I will show examples of non-metric task representation for navigation,
path planning, obstacle avoidance and manipulation.
Paulo Drews-Jr
Center for Computational Sciences
Federal University of Rio Grande
Title of the talk: Robotics and its Challenges in the World of Artificial Intelligence
Abstract:
Robotics brings important challenges from both a scientific and technological point of view. The relevance and practical applications make efforts necessary. Within an extremely interdisciplinary context of robotics, autonomy brings important and relevant challenges and opportunities that converse with recent advances in artificial intelligence. Practical examples developed in projects by the Automation and Intelligent Robotics group – NAUTEC and the Embrapii Center for Robotics and Artificial Intelligence – iTEC, both from the Federal University of Rio Grande – FURG, Brazil, will also be discussed.

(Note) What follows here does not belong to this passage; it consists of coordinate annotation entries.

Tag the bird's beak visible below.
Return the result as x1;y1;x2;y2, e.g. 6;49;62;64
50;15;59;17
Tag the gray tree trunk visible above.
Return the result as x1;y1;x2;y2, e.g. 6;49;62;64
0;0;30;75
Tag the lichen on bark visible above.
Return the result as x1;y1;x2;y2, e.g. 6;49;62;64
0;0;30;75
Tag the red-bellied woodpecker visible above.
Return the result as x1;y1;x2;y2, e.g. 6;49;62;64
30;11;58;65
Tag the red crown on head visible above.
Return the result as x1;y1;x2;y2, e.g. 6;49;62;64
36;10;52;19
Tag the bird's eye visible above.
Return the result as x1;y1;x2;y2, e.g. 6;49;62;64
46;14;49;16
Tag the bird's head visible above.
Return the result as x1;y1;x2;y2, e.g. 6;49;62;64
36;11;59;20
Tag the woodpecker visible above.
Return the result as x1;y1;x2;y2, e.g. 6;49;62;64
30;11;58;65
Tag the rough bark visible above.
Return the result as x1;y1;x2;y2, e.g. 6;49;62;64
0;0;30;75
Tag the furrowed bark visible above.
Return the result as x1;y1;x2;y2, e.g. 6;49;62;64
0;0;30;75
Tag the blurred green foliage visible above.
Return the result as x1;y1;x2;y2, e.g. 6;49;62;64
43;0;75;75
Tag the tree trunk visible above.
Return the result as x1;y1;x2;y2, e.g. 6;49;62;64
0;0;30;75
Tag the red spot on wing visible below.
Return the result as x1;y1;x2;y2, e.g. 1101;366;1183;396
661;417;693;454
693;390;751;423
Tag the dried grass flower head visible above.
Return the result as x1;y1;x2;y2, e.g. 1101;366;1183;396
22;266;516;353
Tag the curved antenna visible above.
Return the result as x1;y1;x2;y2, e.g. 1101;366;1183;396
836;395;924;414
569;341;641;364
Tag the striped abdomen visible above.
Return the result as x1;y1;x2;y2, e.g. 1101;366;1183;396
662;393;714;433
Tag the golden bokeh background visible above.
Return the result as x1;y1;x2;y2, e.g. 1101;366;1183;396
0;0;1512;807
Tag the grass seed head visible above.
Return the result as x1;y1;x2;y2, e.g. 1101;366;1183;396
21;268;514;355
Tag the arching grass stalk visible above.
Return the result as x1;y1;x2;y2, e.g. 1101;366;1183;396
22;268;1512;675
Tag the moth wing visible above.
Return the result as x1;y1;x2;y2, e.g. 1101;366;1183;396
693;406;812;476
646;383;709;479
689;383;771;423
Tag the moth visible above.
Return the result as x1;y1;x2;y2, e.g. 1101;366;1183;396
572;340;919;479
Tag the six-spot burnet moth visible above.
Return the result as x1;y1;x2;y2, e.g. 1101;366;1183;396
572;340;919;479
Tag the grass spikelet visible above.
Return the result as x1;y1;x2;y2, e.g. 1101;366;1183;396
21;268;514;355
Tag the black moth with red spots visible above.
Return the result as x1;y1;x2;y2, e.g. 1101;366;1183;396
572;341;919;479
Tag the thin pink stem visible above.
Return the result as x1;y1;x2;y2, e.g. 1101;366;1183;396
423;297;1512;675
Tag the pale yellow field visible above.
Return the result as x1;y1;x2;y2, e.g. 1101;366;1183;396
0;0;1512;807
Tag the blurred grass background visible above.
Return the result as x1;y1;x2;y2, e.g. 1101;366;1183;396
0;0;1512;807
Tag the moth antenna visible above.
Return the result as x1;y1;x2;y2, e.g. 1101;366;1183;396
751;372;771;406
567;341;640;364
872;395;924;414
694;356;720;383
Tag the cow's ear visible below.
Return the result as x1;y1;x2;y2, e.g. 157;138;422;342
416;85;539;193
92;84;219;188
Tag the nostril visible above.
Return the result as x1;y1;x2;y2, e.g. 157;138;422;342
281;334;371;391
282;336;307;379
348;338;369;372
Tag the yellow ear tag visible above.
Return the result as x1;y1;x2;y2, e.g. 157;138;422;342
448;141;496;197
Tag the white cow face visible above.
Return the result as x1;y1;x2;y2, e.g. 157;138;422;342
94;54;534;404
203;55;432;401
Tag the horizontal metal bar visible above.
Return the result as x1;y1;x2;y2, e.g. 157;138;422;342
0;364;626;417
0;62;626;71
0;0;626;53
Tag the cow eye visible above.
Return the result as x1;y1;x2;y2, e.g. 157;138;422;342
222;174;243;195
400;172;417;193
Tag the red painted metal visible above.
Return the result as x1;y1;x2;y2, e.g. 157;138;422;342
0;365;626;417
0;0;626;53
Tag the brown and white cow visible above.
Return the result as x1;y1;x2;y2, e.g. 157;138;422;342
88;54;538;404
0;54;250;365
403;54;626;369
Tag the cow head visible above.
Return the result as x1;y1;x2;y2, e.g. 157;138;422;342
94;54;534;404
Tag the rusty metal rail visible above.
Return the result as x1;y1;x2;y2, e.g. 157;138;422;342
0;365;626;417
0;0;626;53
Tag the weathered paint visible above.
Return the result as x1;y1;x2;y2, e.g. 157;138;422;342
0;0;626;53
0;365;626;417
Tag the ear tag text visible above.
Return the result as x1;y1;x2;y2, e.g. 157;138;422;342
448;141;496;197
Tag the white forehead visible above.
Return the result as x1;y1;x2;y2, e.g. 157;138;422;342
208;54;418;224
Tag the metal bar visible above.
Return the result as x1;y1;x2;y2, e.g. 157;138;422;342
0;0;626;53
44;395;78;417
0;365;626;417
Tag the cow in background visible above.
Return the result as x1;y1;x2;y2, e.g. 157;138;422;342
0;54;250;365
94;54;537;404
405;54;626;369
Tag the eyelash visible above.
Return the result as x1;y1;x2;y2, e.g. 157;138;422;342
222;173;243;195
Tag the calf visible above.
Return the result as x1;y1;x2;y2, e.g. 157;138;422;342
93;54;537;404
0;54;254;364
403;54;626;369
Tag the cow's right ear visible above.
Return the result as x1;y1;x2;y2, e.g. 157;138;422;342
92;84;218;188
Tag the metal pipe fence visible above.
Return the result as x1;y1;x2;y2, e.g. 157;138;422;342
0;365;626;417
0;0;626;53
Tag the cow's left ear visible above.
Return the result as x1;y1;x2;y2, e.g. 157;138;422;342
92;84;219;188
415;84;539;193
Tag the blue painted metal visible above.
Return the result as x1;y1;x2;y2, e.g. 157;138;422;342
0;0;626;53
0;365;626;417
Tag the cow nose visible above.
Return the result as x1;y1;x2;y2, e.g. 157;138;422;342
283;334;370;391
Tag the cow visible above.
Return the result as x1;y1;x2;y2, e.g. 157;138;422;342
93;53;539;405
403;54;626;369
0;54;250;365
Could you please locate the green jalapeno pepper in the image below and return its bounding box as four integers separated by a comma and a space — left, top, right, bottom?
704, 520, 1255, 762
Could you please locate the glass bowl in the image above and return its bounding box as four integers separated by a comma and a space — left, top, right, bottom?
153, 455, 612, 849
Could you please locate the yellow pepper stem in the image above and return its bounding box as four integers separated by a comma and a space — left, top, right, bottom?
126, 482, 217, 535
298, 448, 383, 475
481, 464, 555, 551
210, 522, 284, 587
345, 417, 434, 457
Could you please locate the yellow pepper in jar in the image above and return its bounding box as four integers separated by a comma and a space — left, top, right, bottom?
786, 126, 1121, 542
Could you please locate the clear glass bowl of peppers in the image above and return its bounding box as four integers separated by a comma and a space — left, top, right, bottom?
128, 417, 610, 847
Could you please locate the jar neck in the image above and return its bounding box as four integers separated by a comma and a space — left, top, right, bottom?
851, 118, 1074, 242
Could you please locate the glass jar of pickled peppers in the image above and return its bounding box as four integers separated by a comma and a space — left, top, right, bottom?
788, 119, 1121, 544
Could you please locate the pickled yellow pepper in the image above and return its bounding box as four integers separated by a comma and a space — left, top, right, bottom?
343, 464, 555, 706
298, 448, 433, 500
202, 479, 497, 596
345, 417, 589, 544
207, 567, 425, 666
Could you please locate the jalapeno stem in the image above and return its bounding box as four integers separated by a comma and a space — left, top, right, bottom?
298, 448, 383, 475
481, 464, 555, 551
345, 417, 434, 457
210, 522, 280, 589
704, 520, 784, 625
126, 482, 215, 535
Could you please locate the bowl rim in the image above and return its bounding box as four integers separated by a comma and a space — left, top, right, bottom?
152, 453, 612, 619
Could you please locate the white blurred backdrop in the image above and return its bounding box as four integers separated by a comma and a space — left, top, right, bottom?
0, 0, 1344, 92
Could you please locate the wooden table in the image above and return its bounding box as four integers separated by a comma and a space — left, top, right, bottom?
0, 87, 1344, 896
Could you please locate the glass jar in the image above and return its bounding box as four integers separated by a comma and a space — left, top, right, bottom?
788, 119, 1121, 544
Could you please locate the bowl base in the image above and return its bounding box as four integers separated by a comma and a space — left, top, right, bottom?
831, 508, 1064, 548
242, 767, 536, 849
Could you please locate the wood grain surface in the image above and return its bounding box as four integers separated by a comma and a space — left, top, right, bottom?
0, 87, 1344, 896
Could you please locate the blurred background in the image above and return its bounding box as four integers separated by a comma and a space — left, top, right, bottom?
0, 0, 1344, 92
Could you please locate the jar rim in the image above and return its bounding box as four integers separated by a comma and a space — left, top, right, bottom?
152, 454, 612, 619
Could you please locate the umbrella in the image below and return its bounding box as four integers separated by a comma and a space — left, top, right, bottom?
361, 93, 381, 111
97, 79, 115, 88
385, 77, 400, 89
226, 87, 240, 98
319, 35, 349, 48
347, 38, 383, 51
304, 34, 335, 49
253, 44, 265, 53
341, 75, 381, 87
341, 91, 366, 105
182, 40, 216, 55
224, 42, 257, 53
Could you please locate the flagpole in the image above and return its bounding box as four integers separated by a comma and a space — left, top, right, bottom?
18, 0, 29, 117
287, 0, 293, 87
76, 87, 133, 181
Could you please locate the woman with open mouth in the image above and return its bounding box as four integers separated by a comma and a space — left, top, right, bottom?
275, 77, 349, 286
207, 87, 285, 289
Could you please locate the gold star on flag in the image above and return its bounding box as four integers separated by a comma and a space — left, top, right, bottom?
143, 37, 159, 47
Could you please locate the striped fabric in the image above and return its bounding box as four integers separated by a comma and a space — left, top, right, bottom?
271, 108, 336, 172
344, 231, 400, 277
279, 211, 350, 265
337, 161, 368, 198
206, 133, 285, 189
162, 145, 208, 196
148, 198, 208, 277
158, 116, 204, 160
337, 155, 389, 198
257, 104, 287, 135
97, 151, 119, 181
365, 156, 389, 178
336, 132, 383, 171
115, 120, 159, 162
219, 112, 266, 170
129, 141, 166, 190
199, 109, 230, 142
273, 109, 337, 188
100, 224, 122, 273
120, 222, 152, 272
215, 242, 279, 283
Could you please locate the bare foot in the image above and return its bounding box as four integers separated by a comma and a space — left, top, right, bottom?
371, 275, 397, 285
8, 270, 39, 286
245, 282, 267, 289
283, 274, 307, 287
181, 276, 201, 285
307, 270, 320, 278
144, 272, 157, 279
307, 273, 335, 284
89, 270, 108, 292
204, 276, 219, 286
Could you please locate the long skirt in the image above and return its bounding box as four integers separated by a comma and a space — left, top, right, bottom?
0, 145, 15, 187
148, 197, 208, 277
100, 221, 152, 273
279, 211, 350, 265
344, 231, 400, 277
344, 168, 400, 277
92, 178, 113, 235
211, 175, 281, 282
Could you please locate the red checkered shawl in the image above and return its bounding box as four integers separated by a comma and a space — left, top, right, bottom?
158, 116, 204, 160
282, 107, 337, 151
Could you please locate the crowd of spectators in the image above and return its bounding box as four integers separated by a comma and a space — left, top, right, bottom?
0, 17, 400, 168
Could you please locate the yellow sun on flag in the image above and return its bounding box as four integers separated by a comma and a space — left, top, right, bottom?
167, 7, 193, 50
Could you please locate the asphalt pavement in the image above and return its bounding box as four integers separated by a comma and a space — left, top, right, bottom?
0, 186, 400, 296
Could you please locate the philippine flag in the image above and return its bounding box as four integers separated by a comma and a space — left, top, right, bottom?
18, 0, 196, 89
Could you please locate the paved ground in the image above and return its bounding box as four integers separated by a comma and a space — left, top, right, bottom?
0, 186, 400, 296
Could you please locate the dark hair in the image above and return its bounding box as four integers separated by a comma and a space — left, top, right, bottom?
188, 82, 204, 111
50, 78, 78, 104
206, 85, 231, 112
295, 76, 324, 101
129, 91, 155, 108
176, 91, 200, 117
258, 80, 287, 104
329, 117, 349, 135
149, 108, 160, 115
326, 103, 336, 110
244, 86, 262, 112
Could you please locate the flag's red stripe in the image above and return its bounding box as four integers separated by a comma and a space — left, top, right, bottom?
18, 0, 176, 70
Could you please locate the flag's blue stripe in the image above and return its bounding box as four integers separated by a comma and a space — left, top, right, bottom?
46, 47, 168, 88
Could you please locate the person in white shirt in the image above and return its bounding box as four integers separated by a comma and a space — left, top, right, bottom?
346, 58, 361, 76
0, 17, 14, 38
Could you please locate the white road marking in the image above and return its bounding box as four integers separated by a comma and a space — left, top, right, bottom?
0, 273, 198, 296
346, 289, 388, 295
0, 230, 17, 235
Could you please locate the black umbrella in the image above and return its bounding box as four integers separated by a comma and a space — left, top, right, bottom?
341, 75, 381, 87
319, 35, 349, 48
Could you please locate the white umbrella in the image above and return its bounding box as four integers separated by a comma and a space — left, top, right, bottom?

These robotics examples includes aerial, underwater, hybrid aerial-underwater, logistics, agriculture, among other applications.
Jorge Solis
Faculty of Health, Science and Technology
Department of Engineering and Physics
Karlstad University
Title of the talk: Challenges towards Industry 5.0 in production systems: from collaborative robots to energy efficiency
Abstract:
Today and tomorrow's industry requires modern technology where collaboration takes place between people, between people and machines and between machines. Machines can monitor themselves, analyze the results and autonomously optimize operating conditions and production. The result is higher efficiency and productivity. In this lecture, I will present an overview of the ongoing research projects at Karlstad University within the applications areas to ageing, energy, environment and education. In particular, the challenges within Industry 5.0 will be exemplified with some ongoing research projects that deals with a sustainable human-robot synergy in assembling tasks as well as adaptive battery energy storage in the food industry. Some possible extensions and potential applications will be outlined.